Ainsi, au rôle accru donné aux Conseils communaux s’ajoutent plusieurs décisions immédiates : réduction des salaires excessifs de certains fonctionnaires et refonte des grilles des traitements dans la fonction publique, renforcement de l’arsenal juridique contre la corruption à tous les niveaux et dans tous les secteurs d’activités (publics et privés), développement de la lutte contre l’évasion fiscale par la mise en place d’une nouvelle politique contributive de l’impôt, démocratisation de la vie interne dans les partis chavistes [9] (voir ci-dessous).
Dans ce dispositif, le rôle personnel d’Hugo Chávez est indéniablement central. C’est lui qui, pour le moment, impulse et facilite les grands mouvements de la révolution bolivarienne. Il assume une position de médiation politique forte entre un mouvement populaire en développement et la réorganisation institutionnelle du pays. Certains y voient la résurgence d’une nouvelle forme de caudillisme démagogue et autoritaire jugée archaïque et associée à une forme d’« anormalité  » politique. Au-delà de l’analyse affinée que demanderait l’étude du phénomène caudilliste en Amérique latine et des appréciations que chacun peut formuler sur la personnalité d’Hugo Chávez, il est nécessaire de décrypter les raisons qui permettent l’existence d’une telle réalité politique. Celle-ci renvoie, dans la période actuelle, à la question de l’établissement d’institutions politiques légitimes et consolidées dans le cadre de la reconstruction d’un Etat démocratique. Hugo Chávez est le produit d’une histoire politique dans laquelle les institutions politiques, démontrant leur incapacité à absorber, depuis des décennies, les demandes de la société ont facilité l’émergence et le foisonnement d’une multitude de mouvements sociaux hétérogènes agissant en dehors du système politique et contestant l’ordre économique et social. Ce phénomène a connu une accélération sous les coups de butoir des politiques néolibérales. Pauvres, classes moyennes basses, indigènes, afro-vénézueliens etc. disposent, à travers Chávez (dont l’acte politique fondateur fut la remise en cause de l’appareil institutionnel et qui leur ressemble physiquement de surcroît), d’un relais qui bénéficie d’une délégation de confiance directe de leur part pour impulser et mener à bien des réformes structurelles profondes. [10]
Il appartient à tous ces acteurs du changement de réussir afin de créer les conditions permettant de dépasser la réalité politique actuelle.

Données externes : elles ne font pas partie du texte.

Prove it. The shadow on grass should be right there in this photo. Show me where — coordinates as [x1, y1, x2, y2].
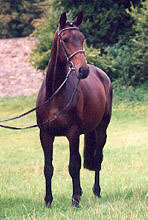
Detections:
[0, 189, 147, 219]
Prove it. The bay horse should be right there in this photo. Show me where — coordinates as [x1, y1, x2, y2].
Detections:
[36, 12, 112, 208]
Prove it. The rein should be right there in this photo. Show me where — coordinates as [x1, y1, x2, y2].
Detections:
[0, 27, 84, 130]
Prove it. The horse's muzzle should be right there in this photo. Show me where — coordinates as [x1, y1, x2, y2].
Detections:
[78, 67, 89, 79]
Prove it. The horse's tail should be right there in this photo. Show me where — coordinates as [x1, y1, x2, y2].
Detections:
[84, 130, 96, 170]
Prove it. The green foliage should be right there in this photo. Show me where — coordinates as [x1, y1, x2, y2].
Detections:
[53, 0, 145, 48]
[0, 0, 44, 38]
[31, 2, 148, 85]
[0, 92, 148, 220]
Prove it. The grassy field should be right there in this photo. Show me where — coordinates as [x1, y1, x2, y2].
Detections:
[0, 87, 148, 220]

— L’épineuse question internationale
Sur le plan international, la révolution bolivarienne inscrit son action dans une perspective internationaliste de lutte contre le développement organisé des inégalités entre les peuples dans le cadre de la mondialisation néolibérale. Ce positionnement positif ne doit pas occulter certains excès verbaux dans la politique vénézuélienne (propos tenus lors du conflit libanais de l’été 2006, Biélorussie, discours à l’ONU, etc.). Ces prises de position peuvent trouver des explications dans le cadre de la Realpolitik mondiale mais desservent, car non justifiables, aussi bien l’image du processus - déjà sciemment malmenée par les médias - que la parole internationale du Venezuela dans nombre de secteurs politiques et sociaux du monde entier.
Comment expliquer, dans une dimension très particulière de la vie politique - les relations internationales - les rapprochements entre le Venezuela et certains pays comme l’Iran ?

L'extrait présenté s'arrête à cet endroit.